Close up photography, or macro, is a type of photography open to everybody, whether you have a cheap compact camera or state of the art multi megal pixel monster.
The problem with macro is that you potentially have a lot less light to play with, even on a bright day, resulting in slower speeds which increases the risk of unsharp images due to camera movements.
Any movement in your camera at close focussing distances can ruin macro shots. This is because you are reproducing the image up to life size on the sensor (1:1 ratio) so any shake is magnified too. There are ways though, to help get sharp images.
Firstly, dust off your tripod – clearing the dust off really does make a difference Ideally you should have a tripod with independant legs that can be set to different angles to help you get in really close. Don’t forget though, that once you add your camera on top, it may cause the tripod to become unstable if you have the front leg(s) near vertical.
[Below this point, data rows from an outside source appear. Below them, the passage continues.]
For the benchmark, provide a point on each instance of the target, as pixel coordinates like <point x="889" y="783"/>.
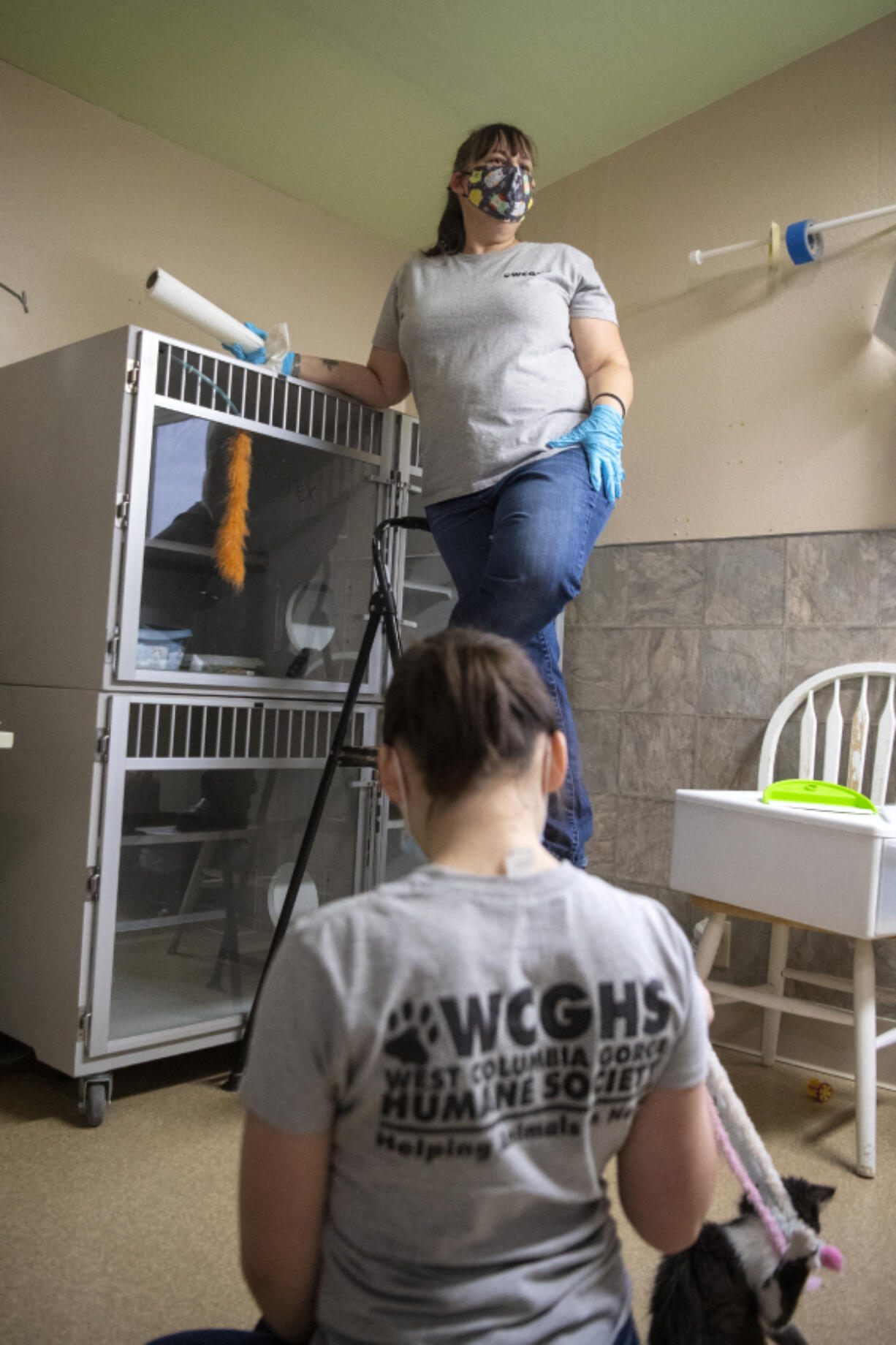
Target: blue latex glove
<point x="252" y="357"/>
<point x="600" y="436"/>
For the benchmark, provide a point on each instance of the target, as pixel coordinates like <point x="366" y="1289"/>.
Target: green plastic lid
<point x="817" y="794"/>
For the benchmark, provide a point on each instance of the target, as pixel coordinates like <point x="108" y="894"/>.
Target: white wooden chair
<point x="771" y="996"/>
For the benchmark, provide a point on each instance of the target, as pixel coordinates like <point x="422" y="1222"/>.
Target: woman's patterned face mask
<point x="505" y="192"/>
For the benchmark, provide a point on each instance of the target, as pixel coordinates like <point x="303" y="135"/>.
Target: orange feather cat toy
<point x="230" y="541"/>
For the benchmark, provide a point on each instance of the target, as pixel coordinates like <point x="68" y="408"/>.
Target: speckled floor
<point x="120" y="1234"/>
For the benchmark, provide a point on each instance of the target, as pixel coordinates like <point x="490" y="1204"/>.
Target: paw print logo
<point x="411" y="1032"/>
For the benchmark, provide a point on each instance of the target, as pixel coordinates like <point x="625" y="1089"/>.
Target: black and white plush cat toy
<point x="740" y="1282"/>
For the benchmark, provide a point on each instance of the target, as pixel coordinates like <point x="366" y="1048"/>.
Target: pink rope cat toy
<point x="751" y="1162"/>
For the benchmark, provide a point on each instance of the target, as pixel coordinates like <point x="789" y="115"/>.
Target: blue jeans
<point x="517" y="553"/>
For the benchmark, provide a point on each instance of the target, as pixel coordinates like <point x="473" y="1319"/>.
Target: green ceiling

Secondly, use a remote release cable. Why go to all the bother of setting up your tripod if you’re not going to use a remote cable? Even though your camera may be on a tripod, pressing the shutter button on your camera may cause the camera to move slightly. Remember, we’re shooting macro here where any movement is magnified.
Not got a remote release cable? Use the self timer on your camera, most have them and some let you choose how long the timer runs for. This will enable the camera to settle after you have pushed the shutter button.
So far we’re using a tripod with a release cable or the self timer feature to help us get sharp shots. For compact and mirrorless camera users, this is as far as the tips go. If you have a DSLR read on, there is one more thing you can do.
Mirror Lock Up. As we are trying to achieve the sharpest image we can, free of any shake, whether induced by us or not, the mirror can cause tiny vibrations which can soften a shot. The mirror lock up feature is built-in to most modern DSLRs and is probably accessed through the menu system as a custom function. Switching it on means that you need to press the shutter (via the remote release if you have it) to lift the mirror, then press again to actuate the shutter. On the Canon EOS 400D the mirror lock up can be combined with the timer function, giving a two second delay. Using this means you only have to press the shutter button once, so if you don’t have a remote release, you are still on your way to minimising shake.
So now we can produce really sharp pictures. That’s great but it’s not the end of this post.
As we are working at macro, focussing accuracy becomes critical. The depth of field can be measured in millimetres instead of hundreds of feet when taking landscapes.
If you have the ability to control your camera’s focus, use it. The focus points on your camera may not be where you need them to be so you get out of focus images – at least where you want the focal point to be will be out of focus. Let’s say that you are shooting a ladybird on a leaf. If you could only have one part of that image in focus it would have to be its head. So manually focus or lock your auto focus point and recompose. You can see in the image of the snail shell just how narrow the depth of field can be at f/5.6.
I mentioned earlier about the reduced light. This may or may not be true as it depends how close the front of your lens is to your subject, the size of your lens and the direction of the light. Flash may be no use unless you use a speedlight, dedicated macro flash or studio lighting, but that would be another post. What you can do to help you is to use a reflector to bounce light on to your subject. You don’t have to go out and buy one, a white piece of card will do. Use the LCD to check your exposure and adjust accordingly.
So macro is accessible, but taking successful macro shots isn’t as straight forward as it seems. Luckily for us, digital means we can check and review as we go.